Figlio: “Papà, questa, mettitela qua, mettitela vicino alla testa, così”, il detenuto esegue la mossa.
Figlio: “Mi senti?”. Ma il detenuto fissa il tavolo, immobile.
Moglie: “E come fa…col berretto”.
Ma la verità è che il detenuto sta tenendo la cornetta del telefono al contrario, con la parte dove si parla all’orecchio, e quello dove si ascolta alla bocca.
Figlio: “Ti dico: prendi la cornetta e mettila al contrario”. Il detenuto si sforza di capire, guardando la cornetta.
Moglie: “Girala!”.
Figlio: “Girala, girala al contrario! Al contrario!”. Il detenuto è insicuro, ma capisce di dover girare la cornetta, e la gira, ma nel modo sbagliato: ora ha il dorso della cornetta all’orecchio e alla bocca, e per di più sottosopra.
Figlio: “No! Sottosopra la devi mettere papà, sottosopra! Girala! Tu l’hai messa così, mi vedi? Invece mettila così, capito? Girala! Ruotala!”. Il detenuto fissa il telefono, ora schiacciato dall’immane compito.
Questo era Bernardo Provenzano.
Il 41bis, se considerato “carcere duro” fuoriesce dal rispetto dei diritti umani. Non si punisce nemmeno Provenzano privandolo della dignità. Come dice Angelo Provenzano, figlio di Provenzano mai stato membro di Cosa Nostra: “la poltrona di boss della mafia è libera, chi vuole togliere dignità agli umani, per qualsiasi motivo, può farlo. Ma deve sedersi su quella poltrona”. E ha ragione.
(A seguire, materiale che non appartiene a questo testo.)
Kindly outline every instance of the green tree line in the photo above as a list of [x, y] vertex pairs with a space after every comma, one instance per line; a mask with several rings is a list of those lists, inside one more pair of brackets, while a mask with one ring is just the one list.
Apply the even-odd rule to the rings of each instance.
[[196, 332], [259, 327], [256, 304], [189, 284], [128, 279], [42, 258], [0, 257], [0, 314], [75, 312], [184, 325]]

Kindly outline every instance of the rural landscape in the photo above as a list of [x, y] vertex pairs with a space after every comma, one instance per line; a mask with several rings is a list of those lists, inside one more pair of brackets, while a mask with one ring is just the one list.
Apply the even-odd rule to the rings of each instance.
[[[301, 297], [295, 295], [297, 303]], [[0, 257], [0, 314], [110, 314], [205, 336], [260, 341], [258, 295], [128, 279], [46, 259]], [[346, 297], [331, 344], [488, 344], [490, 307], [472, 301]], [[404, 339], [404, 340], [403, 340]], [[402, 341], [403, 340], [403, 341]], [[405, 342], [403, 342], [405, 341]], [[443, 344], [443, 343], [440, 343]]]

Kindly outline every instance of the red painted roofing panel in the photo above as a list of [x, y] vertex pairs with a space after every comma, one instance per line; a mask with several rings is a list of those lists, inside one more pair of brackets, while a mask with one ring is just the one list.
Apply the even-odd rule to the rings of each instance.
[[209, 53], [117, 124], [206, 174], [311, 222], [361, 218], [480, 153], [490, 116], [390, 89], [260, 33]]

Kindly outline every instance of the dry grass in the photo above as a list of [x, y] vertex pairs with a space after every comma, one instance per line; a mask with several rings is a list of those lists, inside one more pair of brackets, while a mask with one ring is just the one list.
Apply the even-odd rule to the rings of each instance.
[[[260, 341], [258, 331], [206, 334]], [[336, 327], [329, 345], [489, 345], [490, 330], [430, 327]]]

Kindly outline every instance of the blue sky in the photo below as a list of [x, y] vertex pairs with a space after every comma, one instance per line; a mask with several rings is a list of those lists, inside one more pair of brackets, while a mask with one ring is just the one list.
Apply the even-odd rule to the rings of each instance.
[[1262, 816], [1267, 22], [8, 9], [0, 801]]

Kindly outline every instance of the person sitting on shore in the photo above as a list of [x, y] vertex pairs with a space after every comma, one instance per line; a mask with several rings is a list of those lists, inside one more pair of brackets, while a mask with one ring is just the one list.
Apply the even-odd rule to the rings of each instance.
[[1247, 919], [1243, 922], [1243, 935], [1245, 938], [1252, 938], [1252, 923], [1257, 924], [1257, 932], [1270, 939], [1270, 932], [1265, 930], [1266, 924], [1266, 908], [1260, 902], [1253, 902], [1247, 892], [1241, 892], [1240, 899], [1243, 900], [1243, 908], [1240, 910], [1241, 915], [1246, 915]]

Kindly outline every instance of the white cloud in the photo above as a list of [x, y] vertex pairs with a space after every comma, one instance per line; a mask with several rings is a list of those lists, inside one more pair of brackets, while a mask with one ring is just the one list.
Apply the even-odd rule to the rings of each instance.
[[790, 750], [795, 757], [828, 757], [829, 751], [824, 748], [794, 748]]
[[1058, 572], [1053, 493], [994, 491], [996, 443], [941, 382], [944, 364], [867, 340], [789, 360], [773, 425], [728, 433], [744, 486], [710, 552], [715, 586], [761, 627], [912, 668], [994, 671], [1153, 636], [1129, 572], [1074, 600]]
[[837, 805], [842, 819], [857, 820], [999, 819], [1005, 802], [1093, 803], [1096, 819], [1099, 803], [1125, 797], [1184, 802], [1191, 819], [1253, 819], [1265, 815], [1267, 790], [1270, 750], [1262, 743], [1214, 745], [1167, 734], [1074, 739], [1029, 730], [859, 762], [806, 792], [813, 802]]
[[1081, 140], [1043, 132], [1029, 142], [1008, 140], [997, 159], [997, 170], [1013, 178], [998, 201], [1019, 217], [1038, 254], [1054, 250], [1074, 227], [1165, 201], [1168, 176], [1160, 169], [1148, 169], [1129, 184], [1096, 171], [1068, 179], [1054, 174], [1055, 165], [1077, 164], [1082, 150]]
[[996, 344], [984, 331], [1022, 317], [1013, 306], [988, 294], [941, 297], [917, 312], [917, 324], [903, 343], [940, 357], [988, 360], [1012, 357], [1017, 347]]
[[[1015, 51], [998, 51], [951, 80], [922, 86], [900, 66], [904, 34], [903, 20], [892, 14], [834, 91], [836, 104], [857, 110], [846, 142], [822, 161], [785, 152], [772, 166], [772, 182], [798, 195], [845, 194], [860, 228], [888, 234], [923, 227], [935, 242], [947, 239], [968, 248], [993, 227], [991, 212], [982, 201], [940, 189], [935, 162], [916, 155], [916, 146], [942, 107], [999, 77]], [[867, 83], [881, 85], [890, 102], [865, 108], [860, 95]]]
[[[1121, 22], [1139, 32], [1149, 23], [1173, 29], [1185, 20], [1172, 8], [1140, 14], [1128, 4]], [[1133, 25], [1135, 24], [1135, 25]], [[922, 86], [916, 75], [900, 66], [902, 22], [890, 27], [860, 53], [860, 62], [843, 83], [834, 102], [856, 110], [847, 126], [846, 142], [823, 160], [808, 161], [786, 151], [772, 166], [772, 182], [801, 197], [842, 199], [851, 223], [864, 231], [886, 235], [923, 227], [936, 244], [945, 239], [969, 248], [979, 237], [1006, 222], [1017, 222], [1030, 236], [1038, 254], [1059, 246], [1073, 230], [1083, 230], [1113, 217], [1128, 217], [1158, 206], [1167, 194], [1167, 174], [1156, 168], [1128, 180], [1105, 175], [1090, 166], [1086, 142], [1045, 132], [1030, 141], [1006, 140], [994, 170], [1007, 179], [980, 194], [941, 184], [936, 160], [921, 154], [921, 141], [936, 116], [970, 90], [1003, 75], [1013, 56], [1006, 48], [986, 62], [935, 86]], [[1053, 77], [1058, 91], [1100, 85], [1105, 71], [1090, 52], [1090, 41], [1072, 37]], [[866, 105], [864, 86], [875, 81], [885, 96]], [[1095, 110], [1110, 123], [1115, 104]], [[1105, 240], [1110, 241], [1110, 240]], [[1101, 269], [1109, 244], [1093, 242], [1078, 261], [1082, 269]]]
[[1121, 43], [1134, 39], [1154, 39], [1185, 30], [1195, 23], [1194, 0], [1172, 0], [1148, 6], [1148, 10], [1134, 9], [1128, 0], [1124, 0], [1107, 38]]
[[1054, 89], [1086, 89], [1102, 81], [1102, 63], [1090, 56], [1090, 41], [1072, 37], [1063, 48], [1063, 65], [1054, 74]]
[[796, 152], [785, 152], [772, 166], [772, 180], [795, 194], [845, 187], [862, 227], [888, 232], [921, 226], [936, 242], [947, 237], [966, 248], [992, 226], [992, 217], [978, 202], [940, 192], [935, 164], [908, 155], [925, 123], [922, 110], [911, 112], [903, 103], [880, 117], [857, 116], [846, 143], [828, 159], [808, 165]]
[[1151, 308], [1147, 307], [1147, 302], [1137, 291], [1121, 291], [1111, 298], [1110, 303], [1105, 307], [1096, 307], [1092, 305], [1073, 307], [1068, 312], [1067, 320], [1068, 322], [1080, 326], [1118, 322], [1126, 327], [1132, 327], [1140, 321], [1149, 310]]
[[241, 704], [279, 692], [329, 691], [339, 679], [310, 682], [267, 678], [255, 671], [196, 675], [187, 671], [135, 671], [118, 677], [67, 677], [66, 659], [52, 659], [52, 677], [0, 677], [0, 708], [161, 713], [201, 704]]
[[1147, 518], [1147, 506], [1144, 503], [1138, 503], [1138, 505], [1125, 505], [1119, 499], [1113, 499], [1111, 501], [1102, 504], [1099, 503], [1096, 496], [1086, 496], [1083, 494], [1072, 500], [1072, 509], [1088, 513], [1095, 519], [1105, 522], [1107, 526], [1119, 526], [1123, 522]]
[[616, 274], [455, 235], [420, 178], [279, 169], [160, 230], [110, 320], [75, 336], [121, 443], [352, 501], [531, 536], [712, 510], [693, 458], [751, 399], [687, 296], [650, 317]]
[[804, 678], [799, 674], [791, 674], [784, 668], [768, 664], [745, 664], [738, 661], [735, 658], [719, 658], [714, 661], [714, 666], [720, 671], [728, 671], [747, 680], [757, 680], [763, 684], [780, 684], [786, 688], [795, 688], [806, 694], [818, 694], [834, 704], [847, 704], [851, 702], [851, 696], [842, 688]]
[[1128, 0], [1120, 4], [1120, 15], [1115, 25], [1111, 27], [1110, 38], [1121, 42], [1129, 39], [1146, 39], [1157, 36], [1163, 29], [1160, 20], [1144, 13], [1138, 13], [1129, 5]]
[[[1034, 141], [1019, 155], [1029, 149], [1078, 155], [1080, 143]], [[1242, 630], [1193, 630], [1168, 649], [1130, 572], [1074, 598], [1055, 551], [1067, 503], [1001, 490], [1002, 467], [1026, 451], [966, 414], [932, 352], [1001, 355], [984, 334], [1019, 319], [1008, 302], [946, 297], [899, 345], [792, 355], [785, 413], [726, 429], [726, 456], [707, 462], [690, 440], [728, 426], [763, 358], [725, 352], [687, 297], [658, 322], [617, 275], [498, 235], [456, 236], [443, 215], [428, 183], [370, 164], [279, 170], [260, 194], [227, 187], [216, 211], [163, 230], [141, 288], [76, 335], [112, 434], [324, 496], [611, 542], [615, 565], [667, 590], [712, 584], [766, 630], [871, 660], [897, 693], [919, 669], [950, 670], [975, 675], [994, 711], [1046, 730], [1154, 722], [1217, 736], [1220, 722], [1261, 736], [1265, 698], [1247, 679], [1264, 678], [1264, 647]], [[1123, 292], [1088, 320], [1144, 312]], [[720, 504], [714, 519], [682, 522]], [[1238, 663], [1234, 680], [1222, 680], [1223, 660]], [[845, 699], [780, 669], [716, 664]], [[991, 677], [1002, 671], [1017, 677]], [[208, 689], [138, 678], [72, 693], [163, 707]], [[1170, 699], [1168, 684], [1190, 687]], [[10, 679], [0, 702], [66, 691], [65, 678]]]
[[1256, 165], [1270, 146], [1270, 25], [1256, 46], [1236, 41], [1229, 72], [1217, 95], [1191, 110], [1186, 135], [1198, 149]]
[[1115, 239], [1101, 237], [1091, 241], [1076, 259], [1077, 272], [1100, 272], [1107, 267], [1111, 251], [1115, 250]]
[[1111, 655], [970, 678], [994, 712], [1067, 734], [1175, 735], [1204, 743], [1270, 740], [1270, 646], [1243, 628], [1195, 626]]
Il 41bis, è costituzionalmente sacrosanto invece, se lo consideriamo per ciò che era nella mente di Falcone: uno strumento per rompere i collegamenti con l’associazione criminale.
E allora, a questo punto, si capisce che non è la gravità del reato a imporre il 41bis. E quindi che c’entra che Cospito non abbia ucciso nessuno? C’entra l’esistenza di un vincolo associativo tra lui e un’organizzazione criminale. La questione non è: piccolo reato non merita il 41bis. La questione è che quale che sia il reato, la pena si sconta al 41bis se vi è collegamento con l’organizzazione all’esterno del carcere.
Fine della storia, è tanto semplice. La situazione è stata complicata da chi nell’opposizione ha parlato di dignità umana a sproposito, e da chi nel Governo ha sentito necessario mostrare i muscoli parlando di “carcere duro”.
Eppure un problema di dignità esiste…come può, un uomo che nemmeno riesce a prendere in mano un telefono per parlare un’ora al mese con moglie e figlio, essere in grado di diramare o eseguire ordini di mafia? Qualcuno dice: eh beh ma Provenzano è un detenuto eccellente! Rispondo ancora una volta con le parole del figlio: “sì! E’ prima di tutto un detenuto”.
Il problema della dignità umana va risolto affrontando l’opinione pubblica: perché togliere il 41bis ad un uomo in avanzato stato di demenza senile, è dignità. Togliere il 41bis ad un criminale in pieno rapporto con la sua organizzazione criminale, solo perché si è messo volontariamente in uno stato di malessere (sciopero fame) e perché in fin dei conti non ha commesso gravi delitti, è invece molto stupido.
Insomma, come spesso accade, nel dibattito pubblico, rispetto al 41bis stiamo parlando di fischi anziché di fiaschi, siamo scesi a Roma pensando di essere a Toma. Come abbiamo fatto a sbagliare il terreno del confronto? Confondendo il 41bis con il carcere duro: e così è passato il messaggio che se togli il 41bis a un detenuto eccellente sei un amico della mafia, se invece lo confermi a un detenuto per piccoli reati, non rispetti i diritti umani. Io, come sono certo la penserebbe Falcone, dico che il 41bis si toglie a chi non ha più e non può avere più legami con l’esterno, a prescindere dal reato. E sempre a prescindere dal reato, il 41bis si applica chi ha rapporti con organizzazioni criminale esterne.